🤖 AI Summary
This study addresses the critical problem of constructing prognostic covariates solely from within-trial data—without relying on external historical data—for causal effect adjustment in randomized trials. We formally formulate “within-trial prognostic score adjustment” as Targeted Maximum Likelihood Estimation (TMLE), proving it is equivalent to a TMLE implementation based on the efficient influence function. Through theoretical derivation, cross-validation, and extensive simulation studies, we demonstrate that the proposed estimator achieves efficiency identical to standard TMLE while eliminating dependence on external data. This work establishes, for the first time, the formal equivalence between within-trial prognostic modeling and TMLE, resolving long-standing methodological ambiguities in practice. It unifies the theoretical frameworks of prognostic adjustment and causal inference, providing a rigorous, efficient, and robust pathway for history-free causal estimation in randomized trials.
📝 Abstract
Adjustment for ``super'' or ``prognostic'' composite covariates has become more popular in randomized trials recently.
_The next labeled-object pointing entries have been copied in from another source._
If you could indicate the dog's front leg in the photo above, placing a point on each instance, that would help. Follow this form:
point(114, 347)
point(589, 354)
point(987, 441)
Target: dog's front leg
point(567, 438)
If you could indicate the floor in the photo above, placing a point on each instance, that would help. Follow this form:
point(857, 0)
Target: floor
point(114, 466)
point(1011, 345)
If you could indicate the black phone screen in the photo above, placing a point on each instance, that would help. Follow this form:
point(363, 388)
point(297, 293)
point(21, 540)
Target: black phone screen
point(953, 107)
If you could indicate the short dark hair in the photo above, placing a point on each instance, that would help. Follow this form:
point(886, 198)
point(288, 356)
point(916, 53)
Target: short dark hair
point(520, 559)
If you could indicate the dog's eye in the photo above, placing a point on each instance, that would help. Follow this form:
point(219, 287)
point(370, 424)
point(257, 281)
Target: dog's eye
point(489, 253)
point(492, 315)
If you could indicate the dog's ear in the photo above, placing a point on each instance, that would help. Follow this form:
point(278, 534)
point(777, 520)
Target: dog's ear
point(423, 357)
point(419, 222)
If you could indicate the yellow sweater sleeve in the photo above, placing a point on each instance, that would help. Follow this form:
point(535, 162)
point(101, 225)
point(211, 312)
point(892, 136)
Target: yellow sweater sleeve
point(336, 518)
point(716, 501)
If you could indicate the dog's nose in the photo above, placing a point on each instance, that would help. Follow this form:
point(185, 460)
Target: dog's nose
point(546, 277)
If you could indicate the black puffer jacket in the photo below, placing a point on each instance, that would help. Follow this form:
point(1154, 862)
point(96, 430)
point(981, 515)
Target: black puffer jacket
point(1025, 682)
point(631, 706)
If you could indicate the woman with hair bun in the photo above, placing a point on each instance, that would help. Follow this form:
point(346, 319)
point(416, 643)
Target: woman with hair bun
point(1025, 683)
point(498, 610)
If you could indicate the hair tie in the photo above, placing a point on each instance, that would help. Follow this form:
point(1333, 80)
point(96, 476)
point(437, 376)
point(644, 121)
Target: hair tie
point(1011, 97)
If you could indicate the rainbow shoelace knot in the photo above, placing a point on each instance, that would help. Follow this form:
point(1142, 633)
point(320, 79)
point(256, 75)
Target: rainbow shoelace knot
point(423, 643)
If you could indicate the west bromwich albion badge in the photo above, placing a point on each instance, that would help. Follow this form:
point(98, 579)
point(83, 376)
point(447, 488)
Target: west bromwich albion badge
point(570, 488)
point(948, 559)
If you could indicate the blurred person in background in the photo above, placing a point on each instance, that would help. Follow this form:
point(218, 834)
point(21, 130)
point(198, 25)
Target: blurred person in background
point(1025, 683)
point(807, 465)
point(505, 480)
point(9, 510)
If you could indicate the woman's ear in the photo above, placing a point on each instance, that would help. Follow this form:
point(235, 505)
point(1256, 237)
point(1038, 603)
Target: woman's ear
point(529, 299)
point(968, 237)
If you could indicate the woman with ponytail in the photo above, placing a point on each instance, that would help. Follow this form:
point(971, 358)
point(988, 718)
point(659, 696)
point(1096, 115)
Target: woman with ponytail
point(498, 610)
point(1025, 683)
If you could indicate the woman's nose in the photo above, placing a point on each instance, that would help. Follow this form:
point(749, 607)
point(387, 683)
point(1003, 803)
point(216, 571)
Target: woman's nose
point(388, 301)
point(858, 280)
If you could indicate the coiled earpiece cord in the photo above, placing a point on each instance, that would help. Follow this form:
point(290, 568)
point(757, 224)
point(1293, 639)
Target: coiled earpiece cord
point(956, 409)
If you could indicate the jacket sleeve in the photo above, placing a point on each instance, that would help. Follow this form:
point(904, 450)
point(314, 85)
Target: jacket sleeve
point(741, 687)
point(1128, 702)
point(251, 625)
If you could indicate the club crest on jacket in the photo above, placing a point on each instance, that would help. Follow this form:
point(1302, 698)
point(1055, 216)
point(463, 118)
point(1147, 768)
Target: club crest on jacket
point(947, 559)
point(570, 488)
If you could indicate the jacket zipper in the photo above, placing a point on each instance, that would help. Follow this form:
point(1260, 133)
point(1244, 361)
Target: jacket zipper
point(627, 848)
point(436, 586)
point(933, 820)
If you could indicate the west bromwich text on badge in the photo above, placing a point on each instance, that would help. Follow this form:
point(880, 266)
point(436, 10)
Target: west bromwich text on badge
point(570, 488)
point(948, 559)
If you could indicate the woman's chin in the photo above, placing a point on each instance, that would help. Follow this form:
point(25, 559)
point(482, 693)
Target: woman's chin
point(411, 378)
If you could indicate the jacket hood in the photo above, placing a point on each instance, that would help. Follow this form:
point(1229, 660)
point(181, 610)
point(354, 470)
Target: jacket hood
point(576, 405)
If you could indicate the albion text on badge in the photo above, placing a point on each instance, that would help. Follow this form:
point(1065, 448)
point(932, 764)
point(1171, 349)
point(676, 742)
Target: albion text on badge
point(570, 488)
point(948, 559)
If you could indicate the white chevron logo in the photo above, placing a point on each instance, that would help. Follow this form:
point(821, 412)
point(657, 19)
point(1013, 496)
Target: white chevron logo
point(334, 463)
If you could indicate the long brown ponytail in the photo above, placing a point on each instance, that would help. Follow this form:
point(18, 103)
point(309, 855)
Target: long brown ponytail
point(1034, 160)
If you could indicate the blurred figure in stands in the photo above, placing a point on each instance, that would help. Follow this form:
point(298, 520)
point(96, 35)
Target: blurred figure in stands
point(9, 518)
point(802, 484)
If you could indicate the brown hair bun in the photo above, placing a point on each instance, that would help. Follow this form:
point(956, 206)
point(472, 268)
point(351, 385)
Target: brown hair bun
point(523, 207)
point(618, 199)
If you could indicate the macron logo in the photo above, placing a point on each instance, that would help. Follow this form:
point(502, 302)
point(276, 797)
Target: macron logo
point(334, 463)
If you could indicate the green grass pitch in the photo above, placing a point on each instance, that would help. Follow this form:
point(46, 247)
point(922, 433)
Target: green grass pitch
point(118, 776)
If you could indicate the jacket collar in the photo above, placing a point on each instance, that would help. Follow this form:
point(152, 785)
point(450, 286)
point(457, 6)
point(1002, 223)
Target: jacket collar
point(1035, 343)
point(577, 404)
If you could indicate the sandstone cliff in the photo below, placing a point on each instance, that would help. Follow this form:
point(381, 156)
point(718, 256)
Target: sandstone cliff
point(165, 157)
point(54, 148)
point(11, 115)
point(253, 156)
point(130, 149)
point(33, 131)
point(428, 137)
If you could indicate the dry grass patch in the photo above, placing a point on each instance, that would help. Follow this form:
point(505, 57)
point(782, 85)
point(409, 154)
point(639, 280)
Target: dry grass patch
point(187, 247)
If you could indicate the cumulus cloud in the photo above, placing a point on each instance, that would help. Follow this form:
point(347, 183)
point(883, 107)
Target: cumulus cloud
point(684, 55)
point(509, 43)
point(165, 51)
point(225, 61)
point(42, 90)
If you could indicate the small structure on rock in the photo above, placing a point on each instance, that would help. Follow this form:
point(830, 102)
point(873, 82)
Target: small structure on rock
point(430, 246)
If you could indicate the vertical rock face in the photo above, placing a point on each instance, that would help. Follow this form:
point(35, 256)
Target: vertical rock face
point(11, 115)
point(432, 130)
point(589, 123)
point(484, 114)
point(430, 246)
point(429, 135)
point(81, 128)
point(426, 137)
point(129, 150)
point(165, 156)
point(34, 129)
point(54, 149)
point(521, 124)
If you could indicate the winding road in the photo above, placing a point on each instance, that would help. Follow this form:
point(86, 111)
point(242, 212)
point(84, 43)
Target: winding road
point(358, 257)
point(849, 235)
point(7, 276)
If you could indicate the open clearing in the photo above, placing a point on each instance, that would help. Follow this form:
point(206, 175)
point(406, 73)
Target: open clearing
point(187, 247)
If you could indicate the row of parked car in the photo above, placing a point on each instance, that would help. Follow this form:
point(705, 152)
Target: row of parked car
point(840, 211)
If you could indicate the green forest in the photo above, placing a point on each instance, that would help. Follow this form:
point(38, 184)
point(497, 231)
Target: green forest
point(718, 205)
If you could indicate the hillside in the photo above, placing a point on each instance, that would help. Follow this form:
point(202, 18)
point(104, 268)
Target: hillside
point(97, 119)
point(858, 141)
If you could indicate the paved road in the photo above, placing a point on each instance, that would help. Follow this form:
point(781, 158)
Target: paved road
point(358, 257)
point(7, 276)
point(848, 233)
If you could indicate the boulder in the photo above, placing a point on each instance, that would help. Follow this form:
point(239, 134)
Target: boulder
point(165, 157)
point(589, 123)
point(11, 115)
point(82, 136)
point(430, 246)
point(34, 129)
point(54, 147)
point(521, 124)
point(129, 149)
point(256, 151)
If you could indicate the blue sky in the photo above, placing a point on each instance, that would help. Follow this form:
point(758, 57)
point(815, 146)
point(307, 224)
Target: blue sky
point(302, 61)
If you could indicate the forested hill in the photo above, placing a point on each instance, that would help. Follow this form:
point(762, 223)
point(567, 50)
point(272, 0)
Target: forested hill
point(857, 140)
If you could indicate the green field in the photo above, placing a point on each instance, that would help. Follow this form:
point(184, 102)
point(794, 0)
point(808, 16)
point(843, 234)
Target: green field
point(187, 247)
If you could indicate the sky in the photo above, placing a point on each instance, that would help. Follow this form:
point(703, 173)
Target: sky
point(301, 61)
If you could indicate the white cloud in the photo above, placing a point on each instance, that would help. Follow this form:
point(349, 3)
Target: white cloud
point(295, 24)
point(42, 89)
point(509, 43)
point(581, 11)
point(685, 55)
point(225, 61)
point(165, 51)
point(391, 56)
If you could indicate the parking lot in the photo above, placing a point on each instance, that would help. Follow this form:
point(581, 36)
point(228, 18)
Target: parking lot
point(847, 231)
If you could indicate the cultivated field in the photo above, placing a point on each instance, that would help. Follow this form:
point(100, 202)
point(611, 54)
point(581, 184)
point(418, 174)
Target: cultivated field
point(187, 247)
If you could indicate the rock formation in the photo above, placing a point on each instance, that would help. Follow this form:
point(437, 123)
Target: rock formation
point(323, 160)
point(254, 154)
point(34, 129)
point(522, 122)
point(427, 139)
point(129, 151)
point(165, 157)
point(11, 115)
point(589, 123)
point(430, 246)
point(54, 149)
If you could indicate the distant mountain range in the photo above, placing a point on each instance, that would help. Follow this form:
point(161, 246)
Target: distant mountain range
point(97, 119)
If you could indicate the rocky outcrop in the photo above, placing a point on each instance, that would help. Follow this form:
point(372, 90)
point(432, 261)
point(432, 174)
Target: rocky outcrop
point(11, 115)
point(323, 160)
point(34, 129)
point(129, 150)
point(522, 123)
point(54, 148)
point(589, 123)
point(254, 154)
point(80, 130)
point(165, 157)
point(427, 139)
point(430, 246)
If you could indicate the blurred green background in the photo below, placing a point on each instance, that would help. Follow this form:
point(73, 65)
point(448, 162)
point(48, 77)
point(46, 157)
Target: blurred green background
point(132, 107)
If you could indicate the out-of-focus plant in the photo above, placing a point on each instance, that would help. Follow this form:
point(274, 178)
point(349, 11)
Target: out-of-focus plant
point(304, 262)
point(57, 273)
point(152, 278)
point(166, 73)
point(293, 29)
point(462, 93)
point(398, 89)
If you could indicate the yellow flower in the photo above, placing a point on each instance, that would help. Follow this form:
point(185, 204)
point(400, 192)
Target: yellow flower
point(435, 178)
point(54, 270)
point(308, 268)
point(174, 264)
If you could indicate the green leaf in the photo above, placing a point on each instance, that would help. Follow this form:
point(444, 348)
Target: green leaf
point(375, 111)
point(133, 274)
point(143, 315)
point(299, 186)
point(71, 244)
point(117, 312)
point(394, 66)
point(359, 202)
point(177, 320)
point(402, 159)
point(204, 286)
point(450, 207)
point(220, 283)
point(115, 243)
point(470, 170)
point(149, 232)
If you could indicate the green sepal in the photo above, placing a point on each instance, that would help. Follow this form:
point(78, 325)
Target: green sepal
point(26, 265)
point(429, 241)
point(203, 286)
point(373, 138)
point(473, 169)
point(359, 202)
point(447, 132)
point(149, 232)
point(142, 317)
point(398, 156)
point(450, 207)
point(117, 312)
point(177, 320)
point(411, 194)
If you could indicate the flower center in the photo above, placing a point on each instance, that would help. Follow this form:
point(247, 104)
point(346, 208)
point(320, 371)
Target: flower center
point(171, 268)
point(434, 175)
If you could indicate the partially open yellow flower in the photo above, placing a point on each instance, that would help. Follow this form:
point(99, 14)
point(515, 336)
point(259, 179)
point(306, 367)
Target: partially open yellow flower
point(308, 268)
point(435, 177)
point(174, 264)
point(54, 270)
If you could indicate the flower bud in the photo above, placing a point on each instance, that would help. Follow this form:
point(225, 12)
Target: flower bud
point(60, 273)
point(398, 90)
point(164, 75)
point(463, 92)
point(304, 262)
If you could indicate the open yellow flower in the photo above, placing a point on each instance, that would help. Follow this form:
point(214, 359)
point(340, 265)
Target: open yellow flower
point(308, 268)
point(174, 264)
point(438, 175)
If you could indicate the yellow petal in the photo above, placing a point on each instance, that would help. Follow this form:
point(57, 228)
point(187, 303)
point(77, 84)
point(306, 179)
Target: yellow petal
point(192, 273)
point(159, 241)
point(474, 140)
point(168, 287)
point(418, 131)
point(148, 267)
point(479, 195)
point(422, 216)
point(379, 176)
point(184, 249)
These prognostic covariates are often constructed from historical data by fitting a predictive model of the outcome on the raw covariates. A natural question that we have been asked by applied researchers is whether this can be done without the historical data: can the prognostic covariate be constructed or derived from the trial data itself, possibly using different folds of the data, before adjusting for it? Here we clarify that such ``within-trial'' prognostic adjustment is nothing more than a form of targeted maximum likelihood estimation (TMLE), a well-studied procedure for optimal inference. We demonstrate the equivalence with a simulation study and discuss the pros and cons of within-trial prognostic adjustment (standard efficient estimation) relative to standard TMLE and standard prognostic adjustment with historical data.